During a visit to Brazil in December 2024, then U.S. President Biden endorsed the TFFF.

== Technical advisors ==
The World Bank, the U.N. Development Programme, the Organization for Economic Cooperation and Development, as well as the Wildlife Conservation Society, Conservation International, and Campaign for Nature are technical advisors to the TFFF.

== Proposed structure ==
The program would consist of two primary institutions, the TFFF and the Tropical Forest Investment Facility (TFIF).

The TFIF is to be a $125 billion fund, constituted through a mix of public and private investments hosted at a Multilateral Development Bank, possibly the World Bank. These funds are to be invested in predominantly global south sovereign bonds. The profits from the fund, after interest payments to the investors, would be dispersed to the TFFF.

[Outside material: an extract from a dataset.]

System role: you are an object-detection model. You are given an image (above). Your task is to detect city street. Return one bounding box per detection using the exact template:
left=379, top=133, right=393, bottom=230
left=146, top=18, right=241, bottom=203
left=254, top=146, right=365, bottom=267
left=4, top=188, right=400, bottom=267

The TFFF uses the funds to reward countries for protecting those forests.

To be eligible to receive funds, a country must:

- Have tropical moist broadleaf forests
- A deforestation rate below 0.5%
- Not be a high-income country (as classified by UNCTAD)

=== Proposed disbursements ===
Rainforest countries would receive US$4 for every hectare of intact forest as budget contributions. For each hectare deforested that year, a deduction of US$400 is made from that sum. For each hectare degraded, US$100 are deducted. If deductions exceed the payout, countries are not required to pay a penalty. Previously deforested or degraded ecosystems that are fully restored become eligible for payouts again.

20% of total disbursements are to be passed along by the receiving countries to their "indigenous peoples and local communities".